A Glorious Feast

Feast Night has resumed now that I’m back and at it in the kitchen. Yesterday, my sister and I cooked up a phenomenal spread and enjoyed it out on our back patio. It was a gorgeous, warm, sunny day – perfect for an outdoor dinner.

The whole meal actually didn’t take a whole lot of time to prepare. We started with the dessert – made it first in the morning, right after breakfast, which took maybe 45 minutes to whip up. It tasted like it took days, though! SO yummy!! It needed time to chill and firm up in the refrigerator, though, so we got it done first thing.

It was a Raw Mango Lime Cheesecake with a coconut almond crust. I got the recipe from a cookbook called Everyday Raw Desserts by Matthew Kenney. I couldn’t find raw cashews OR raw macadamia nuts in any of the local grocery stores, so instead of trekking all the way out to Whole Foods in Oakville, I opted to swap almonds for the macadamia nuts in the crust and brazil nuts for the cashews in the filling. It turned out really well – super creamy and luscious!

I seriously LOVE raw desserts, and they’re actually, for the most part, super simple and quick to make. Not to mention, they’re full of delicious, healthy nutrients – great fats, fresh fruit and tasty yummy goodness! It was the perfect end to our meal, which was also absolutely sensational…

For the main, we made Millet Black Bean Patties (recipe from Clean Food, by Terry Walters), topped with fresh Avocado-Tomato Salsa (recipe from the Rebar Modern Food Cookbook).


They were heavenly! Crunchy on the outside, and creamy and decadent on the inside. The salsa was super easy, and fantastically fresh and delicious. We made it with heirloom and yellow cherry tomatoes, so it was gorgeous and vibrant!

As a side, we threw together a simple, Raw Kale Slaw from the Moosewood Restaurant Cooking for Health Cookbook.

It was really flavourful and colourful, and the addition of shredded apple gave it a lovely sweetness that counter-balanced with the bitterness of the kale very nicely!

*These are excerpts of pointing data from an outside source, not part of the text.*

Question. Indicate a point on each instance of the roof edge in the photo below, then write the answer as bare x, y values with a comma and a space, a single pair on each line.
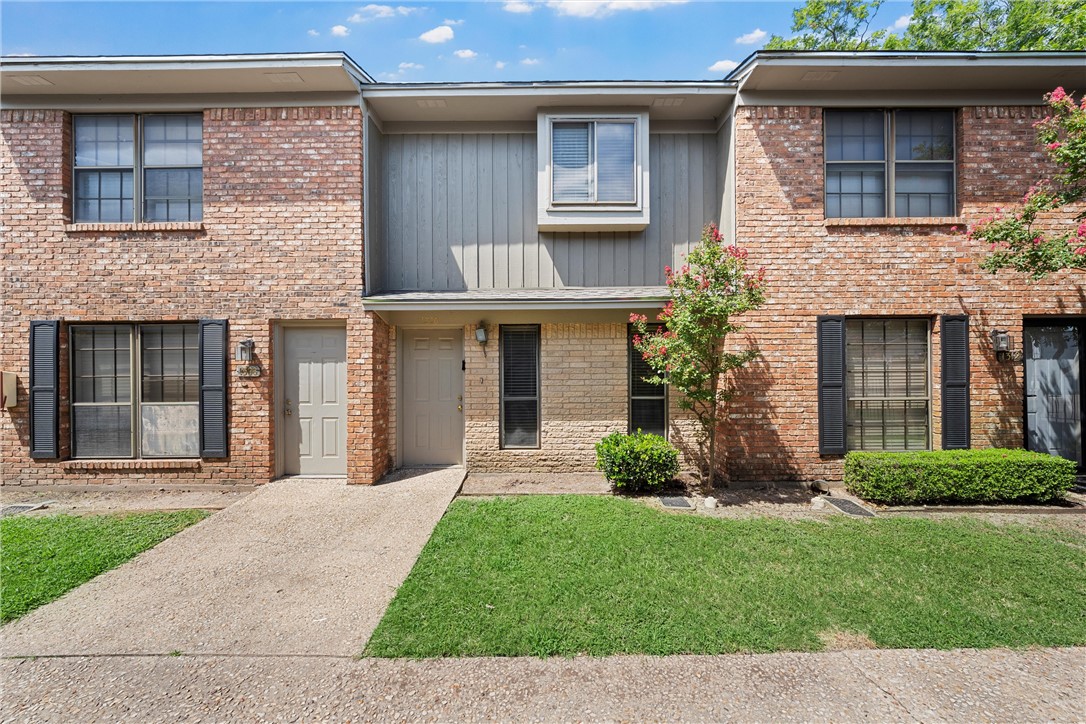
46, 63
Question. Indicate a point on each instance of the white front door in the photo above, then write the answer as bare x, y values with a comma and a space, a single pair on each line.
432, 396
314, 402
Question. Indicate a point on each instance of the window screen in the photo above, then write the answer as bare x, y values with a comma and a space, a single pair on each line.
164, 153
887, 384
123, 373
648, 403
520, 386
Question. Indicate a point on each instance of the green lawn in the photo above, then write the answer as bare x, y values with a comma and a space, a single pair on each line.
569, 574
41, 558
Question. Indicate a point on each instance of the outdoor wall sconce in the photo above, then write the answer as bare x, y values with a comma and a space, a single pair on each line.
481, 337
1001, 343
244, 352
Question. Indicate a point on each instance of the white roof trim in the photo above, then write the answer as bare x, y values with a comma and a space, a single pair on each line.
46, 63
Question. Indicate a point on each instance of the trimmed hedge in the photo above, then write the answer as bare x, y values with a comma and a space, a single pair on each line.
636, 462
980, 475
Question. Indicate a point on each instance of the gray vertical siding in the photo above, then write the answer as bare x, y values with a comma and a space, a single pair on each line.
376, 207
457, 211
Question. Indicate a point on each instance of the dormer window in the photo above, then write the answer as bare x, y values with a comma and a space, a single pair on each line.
593, 172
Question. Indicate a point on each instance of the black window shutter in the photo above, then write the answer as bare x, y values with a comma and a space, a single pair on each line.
955, 335
213, 386
831, 385
45, 389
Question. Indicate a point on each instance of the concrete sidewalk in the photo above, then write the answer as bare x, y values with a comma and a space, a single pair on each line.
842, 686
300, 567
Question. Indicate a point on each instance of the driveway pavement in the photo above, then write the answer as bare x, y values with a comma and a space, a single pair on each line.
300, 567
257, 612
843, 686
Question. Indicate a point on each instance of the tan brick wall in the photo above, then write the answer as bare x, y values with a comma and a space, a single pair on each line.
280, 240
911, 267
583, 397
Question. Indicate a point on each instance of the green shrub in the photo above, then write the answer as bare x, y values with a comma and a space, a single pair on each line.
636, 462
982, 475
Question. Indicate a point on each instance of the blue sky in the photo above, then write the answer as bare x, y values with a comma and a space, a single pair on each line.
415, 41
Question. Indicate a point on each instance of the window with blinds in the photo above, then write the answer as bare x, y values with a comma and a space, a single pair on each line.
135, 391
887, 384
520, 385
593, 162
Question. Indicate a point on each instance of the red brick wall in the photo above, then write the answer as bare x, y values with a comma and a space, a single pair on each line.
857, 267
281, 240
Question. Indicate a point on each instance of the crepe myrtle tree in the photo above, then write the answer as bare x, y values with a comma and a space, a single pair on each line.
1011, 235
711, 289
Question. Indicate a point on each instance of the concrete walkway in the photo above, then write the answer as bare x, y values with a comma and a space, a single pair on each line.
300, 567
844, 686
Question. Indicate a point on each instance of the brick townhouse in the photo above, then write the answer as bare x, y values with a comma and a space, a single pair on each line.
236, 268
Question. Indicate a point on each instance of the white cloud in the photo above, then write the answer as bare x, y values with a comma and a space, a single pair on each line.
754, 36
440, 34
373, 12
723, 66
518, 7
605, 8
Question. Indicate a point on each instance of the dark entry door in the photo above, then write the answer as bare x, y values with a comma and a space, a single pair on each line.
1053, 386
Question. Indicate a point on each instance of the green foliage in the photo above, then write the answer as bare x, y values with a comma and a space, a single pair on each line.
1006, 25
707, 293
1002, 25
636, 462
980, 475
567, 575
45, 557
1012, 238
832, 25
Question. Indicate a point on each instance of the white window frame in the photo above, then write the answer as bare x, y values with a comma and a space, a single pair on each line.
589, 216
136, 402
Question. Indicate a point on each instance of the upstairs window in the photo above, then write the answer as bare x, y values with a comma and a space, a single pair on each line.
889, 164
133, 168
593, 172
593, 162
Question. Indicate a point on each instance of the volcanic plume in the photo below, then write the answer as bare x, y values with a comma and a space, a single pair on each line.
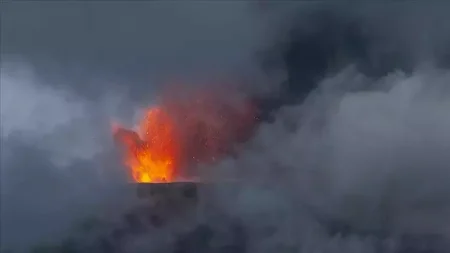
179, 133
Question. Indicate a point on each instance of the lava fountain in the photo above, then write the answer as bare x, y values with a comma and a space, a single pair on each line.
175, 136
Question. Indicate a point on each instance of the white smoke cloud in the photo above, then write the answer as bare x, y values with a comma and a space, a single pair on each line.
56, 157
375, 159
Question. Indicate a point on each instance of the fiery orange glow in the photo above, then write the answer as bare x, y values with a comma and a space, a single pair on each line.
152, 153
180, 133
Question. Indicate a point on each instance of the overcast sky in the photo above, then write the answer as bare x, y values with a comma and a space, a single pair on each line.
68, 68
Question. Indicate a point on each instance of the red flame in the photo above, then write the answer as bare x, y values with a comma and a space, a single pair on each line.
181, 133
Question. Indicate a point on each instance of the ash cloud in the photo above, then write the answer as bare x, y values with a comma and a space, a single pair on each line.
351, 148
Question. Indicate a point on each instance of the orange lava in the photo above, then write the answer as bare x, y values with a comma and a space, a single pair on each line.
152, 152
181, 133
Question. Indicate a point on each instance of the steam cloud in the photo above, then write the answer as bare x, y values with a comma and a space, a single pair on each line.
357, 135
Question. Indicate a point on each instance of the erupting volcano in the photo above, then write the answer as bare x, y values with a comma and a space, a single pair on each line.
180, 133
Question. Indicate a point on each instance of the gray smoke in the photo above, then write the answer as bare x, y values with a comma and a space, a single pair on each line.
366, 146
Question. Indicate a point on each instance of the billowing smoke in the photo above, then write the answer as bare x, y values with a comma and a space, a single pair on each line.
351, 151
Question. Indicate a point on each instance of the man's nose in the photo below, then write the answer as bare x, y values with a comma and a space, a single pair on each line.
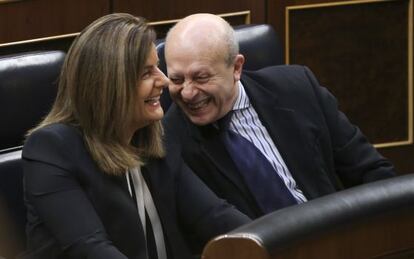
162, 80
189, 91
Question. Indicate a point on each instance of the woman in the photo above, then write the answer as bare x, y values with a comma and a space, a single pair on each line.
97, 181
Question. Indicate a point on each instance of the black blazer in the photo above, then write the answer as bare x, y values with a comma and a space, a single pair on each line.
321, 148
77, 211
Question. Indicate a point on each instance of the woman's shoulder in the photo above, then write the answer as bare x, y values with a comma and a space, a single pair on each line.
53, 142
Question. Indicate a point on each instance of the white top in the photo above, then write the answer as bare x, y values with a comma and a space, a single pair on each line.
146, 203
245, 121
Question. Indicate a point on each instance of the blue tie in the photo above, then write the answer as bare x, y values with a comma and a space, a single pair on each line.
263, 181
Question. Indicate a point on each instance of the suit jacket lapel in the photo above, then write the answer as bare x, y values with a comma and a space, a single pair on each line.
284, 128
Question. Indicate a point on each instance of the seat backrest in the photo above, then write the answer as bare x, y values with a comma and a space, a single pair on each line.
28, 86
373, 220
259, 44
13, 211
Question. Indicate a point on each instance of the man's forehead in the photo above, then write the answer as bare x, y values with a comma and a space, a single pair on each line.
190, 70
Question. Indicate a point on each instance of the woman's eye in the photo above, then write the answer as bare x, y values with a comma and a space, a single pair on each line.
146, 74
176, 81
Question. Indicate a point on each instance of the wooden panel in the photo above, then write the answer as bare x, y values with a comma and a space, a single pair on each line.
42, 18
399, 155
159, 10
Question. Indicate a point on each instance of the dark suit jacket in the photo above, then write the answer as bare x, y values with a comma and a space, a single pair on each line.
77, 211
321, 148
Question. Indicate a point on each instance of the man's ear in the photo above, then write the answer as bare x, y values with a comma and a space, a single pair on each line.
238, 66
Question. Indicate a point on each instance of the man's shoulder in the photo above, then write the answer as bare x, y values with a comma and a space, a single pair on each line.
278, 72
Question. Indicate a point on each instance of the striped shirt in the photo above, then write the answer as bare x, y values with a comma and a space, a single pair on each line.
246, 122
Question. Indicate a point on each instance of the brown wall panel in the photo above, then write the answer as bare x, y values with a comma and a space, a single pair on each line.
30, 19
158, 10
382, 52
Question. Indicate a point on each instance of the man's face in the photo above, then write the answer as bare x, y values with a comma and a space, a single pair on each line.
202, 83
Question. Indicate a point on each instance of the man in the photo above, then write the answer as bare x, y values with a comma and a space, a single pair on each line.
311, 147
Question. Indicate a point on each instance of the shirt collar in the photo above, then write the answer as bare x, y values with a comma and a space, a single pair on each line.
242, 101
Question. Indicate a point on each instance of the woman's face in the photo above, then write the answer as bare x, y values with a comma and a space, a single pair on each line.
148, 108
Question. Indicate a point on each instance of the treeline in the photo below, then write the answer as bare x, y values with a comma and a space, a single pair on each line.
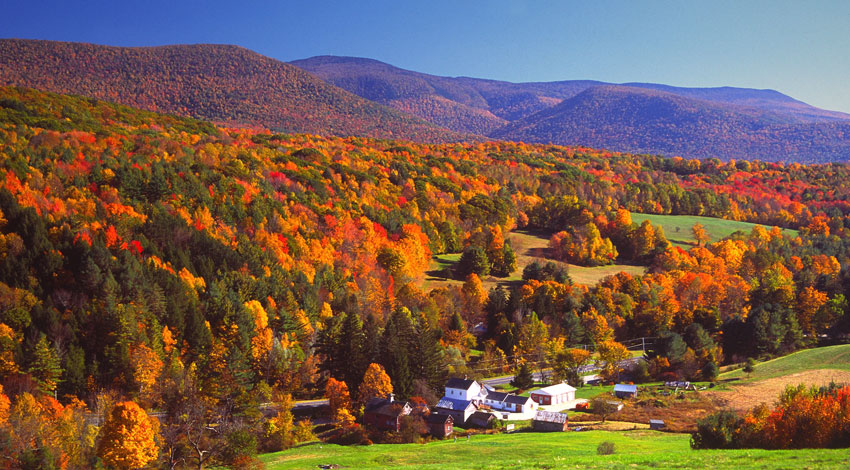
140, 251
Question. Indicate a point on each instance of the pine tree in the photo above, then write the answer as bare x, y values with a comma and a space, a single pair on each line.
523, 379
45, 368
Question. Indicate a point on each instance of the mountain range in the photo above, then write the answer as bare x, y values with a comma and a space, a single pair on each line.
363, 97
722, 122
224, 84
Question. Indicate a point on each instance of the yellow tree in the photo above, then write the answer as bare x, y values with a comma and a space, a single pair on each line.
127, 439
339, 401
809, 301
376, 383
700, 234
612, 354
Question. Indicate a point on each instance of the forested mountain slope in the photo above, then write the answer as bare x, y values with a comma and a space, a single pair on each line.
201, 271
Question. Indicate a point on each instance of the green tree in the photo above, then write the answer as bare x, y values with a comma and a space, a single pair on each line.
473, 261
523, 379
45, 367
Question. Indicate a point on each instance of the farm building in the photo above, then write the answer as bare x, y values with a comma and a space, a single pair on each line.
509, 402
440, 425
459, 410
385, 413
463, 389
554, 394
549, 421
625, 391
480, 419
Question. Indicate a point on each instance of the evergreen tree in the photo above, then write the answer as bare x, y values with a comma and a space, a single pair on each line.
523, 379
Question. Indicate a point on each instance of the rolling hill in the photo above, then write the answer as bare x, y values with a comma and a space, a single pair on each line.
724, 122
651, 121
225, 84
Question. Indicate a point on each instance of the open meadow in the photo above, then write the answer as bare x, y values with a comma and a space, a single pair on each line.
525, 450
677, 228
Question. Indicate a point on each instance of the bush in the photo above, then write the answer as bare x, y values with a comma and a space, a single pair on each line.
716, 431
606, 448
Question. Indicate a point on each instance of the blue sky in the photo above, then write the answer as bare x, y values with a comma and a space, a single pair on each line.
801, 48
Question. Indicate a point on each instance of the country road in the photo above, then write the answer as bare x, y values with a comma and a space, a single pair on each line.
306, 405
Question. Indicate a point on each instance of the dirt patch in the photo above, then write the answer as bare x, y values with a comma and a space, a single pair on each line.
744, 397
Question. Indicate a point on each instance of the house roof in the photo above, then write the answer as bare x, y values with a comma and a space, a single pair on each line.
556, 389
507, 398
382, 406
436, 418
460, 384
550, 417
452, 404
481, 417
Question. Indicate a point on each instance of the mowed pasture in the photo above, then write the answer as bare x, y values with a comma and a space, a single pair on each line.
529, 247
812, 367
527, 450
677, 228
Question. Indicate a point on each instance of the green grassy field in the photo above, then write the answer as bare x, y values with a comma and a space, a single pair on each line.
633, 449
677, 228
829, 357
529, 247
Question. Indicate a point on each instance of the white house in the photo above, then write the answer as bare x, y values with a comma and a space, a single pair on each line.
464, 389
509, 402
554, 394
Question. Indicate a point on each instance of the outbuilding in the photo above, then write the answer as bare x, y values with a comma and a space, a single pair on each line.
554, 394
440, 425
547, 421
480, 419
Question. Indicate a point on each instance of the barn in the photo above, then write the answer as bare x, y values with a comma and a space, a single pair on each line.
385, 413
554, 394
547, 421
440, 425
480, 419
625, 391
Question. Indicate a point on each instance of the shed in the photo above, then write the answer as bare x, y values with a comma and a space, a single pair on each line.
460, 410
549, 421
625, 391
385, 414
480, 419
440, 425
554, 394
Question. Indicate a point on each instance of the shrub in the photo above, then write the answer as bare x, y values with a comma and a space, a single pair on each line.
716, 431
606, 448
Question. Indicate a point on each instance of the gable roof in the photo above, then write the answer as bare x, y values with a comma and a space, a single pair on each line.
452, 404
436, 418
460, 384
556, 389
625, 388
550, 417
382, 406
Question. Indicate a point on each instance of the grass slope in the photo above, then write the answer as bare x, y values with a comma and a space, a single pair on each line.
529, 247
677, 228
634, 449
829, 357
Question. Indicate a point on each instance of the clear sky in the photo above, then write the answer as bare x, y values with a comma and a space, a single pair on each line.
801, 48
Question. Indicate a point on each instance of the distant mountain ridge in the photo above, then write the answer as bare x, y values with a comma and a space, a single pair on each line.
723, 122
221, 83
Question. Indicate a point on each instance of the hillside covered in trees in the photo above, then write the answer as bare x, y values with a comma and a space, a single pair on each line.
225, 84
723, 122
200, 270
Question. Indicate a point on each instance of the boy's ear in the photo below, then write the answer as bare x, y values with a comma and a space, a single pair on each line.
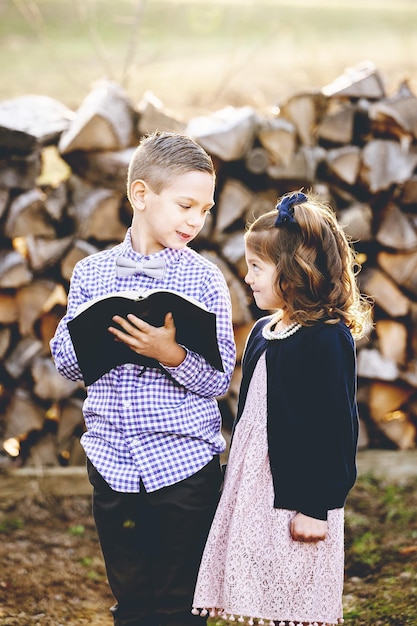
138, 193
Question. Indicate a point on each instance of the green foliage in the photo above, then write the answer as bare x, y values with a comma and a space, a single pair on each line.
194, 52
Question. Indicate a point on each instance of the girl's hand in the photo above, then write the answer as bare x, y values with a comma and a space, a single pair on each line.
155, 342
308, 529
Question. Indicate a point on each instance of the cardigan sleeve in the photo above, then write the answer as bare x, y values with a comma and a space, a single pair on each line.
313, 422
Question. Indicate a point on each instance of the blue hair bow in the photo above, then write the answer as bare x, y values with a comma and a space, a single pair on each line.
285, 208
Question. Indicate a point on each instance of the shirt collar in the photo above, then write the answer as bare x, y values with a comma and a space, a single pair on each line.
171, 256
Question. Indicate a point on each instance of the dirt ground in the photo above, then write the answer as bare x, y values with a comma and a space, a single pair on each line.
52, 572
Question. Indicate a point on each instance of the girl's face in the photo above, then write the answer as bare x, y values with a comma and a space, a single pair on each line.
261, 277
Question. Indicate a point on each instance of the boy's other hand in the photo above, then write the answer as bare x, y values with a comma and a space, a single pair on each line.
154, 342
308, 529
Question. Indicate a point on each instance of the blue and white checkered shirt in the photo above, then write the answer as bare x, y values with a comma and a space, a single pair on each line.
140, 425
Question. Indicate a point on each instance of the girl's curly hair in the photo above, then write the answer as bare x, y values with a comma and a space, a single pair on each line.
316, 266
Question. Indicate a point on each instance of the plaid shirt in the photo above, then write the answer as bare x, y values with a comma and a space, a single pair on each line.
140, 425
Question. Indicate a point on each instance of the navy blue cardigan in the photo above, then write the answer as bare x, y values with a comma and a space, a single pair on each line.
312, 419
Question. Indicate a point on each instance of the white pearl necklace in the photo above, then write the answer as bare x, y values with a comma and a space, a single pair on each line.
268, 333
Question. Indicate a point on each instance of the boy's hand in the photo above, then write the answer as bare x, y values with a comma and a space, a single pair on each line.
308, 529
156, 343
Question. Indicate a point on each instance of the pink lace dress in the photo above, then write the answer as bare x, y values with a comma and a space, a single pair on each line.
252, 571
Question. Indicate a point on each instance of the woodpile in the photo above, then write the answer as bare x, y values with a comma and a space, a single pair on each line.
62, 197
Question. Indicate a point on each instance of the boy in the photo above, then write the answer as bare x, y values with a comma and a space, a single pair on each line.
153, 434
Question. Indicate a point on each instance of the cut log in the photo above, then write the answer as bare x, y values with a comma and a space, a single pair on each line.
55, 171
96, 212
104, 169
56, 199
401, 267
302, 169
106, 120
78, 251
27, 216
228, 133
413, 332
22, 415
356, 221
397, 230
49, 384
21, 357
232, 249
345, 163
234, 201
257, 160
14, 271
336, 127
32, 120
43, 252
278, 137
392, 340
396, 116
19, 171
8, 308
4, 201
409, 191
30, 300
262, 202
385, 292
372, 364
385, 163
304, 110
5, 341
360, 81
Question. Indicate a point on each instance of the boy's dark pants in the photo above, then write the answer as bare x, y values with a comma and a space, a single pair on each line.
152, 545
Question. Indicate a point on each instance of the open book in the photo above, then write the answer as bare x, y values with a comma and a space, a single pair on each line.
98, 352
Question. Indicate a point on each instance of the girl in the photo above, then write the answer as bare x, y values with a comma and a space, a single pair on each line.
275, 553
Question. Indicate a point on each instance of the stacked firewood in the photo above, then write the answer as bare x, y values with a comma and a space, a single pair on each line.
62, 197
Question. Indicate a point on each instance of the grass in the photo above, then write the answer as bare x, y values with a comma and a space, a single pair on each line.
381, 554
200, 55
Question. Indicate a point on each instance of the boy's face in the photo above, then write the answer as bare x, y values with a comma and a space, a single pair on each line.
175, 216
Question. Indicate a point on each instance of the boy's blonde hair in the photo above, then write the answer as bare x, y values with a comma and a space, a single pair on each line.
162, 155
315, 266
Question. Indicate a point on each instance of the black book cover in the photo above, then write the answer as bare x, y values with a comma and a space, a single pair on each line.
98, 352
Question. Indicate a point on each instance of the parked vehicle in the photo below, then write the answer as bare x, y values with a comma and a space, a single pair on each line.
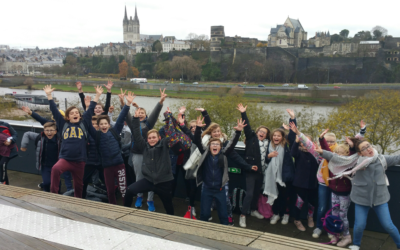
302, 86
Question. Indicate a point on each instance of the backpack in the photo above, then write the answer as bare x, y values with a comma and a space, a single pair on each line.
238, 195
332, 224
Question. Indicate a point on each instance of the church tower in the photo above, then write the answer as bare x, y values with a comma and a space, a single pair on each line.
131, 28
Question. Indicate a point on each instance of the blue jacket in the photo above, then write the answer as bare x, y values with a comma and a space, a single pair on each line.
108, 148
74, 142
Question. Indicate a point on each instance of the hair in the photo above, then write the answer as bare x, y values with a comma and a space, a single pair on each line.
103, 117
151, 131
345, 147
331, 135
50, 124
279, 130
210, 129
356, 141
66, 117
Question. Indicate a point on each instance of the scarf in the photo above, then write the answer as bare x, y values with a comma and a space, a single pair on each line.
348, 165
263, 150
273, 174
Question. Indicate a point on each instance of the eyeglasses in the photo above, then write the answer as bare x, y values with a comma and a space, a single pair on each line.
367, 147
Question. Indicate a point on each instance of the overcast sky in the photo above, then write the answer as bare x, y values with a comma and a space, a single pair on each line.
72, 23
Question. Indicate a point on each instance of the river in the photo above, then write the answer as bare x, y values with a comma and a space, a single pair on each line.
149, 102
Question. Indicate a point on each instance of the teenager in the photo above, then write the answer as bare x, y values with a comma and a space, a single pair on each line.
146, 124
66, 175
47, 149
212, 171
99, 109
279, 173
369, 185
108, 144
8, 149
255, 154
156, 167
73, 152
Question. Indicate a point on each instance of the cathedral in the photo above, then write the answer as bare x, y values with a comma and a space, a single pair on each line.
131, 28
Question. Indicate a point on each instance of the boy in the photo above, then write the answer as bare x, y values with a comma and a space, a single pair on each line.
47, 149
109, 148
212, 171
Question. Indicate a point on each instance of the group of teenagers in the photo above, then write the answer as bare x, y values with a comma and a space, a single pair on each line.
129, 154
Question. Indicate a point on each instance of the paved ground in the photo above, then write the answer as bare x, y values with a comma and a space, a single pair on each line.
371, 240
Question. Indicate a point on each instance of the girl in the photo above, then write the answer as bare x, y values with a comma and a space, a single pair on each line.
369, 186
255, 153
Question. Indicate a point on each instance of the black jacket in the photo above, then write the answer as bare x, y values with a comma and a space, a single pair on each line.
156, 166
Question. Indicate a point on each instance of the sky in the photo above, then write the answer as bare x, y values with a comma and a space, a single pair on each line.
73, 23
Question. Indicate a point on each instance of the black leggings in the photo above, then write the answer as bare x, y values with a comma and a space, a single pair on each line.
87, 176
163, 190
3, 170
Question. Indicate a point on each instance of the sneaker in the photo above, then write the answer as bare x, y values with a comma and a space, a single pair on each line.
231, 222
151, 206
346, 240
274, 219
193, 211
299, 225
256, 214
138, 203
285, 219
310, 222
242, 221
317, 232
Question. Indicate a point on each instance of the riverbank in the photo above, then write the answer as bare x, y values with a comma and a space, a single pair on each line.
201, 95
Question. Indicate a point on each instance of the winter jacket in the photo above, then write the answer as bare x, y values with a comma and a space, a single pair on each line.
146, 125
108, 147
156, 166
39, 139
306, 167
287, 165
74, 141
14, 135
204, 166
369, 187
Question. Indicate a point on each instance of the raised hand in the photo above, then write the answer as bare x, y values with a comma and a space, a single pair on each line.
26, 110
87, 101
182, 110
324, 133
163, 96
129, 98
241, 108
362, 124
285, 126
273, 154
199, 109
181, 120
109, 86
293, 127
79, 86
291, 113
48, 90
241, 125
199, 122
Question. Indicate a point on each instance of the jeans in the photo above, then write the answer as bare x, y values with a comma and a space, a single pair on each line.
324, 203
207, 196
382, 211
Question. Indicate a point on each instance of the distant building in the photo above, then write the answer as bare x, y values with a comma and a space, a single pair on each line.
289, 35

I really enjoyed it, and think it would be even tastier as leftovers, after the flavours of the dish have had some time to mingle. Unlike most lettuces, kale is a good one to let marinade in it’s dressing, because it will soften up just a little and lose it’s bitterness. And it holds up and stays crisp, because it’s such a hearty veg.

We drank sparkling pink lemonade, and it was the perfect accompaniment to our wonderful feast.

The whole thing was absolute perfection!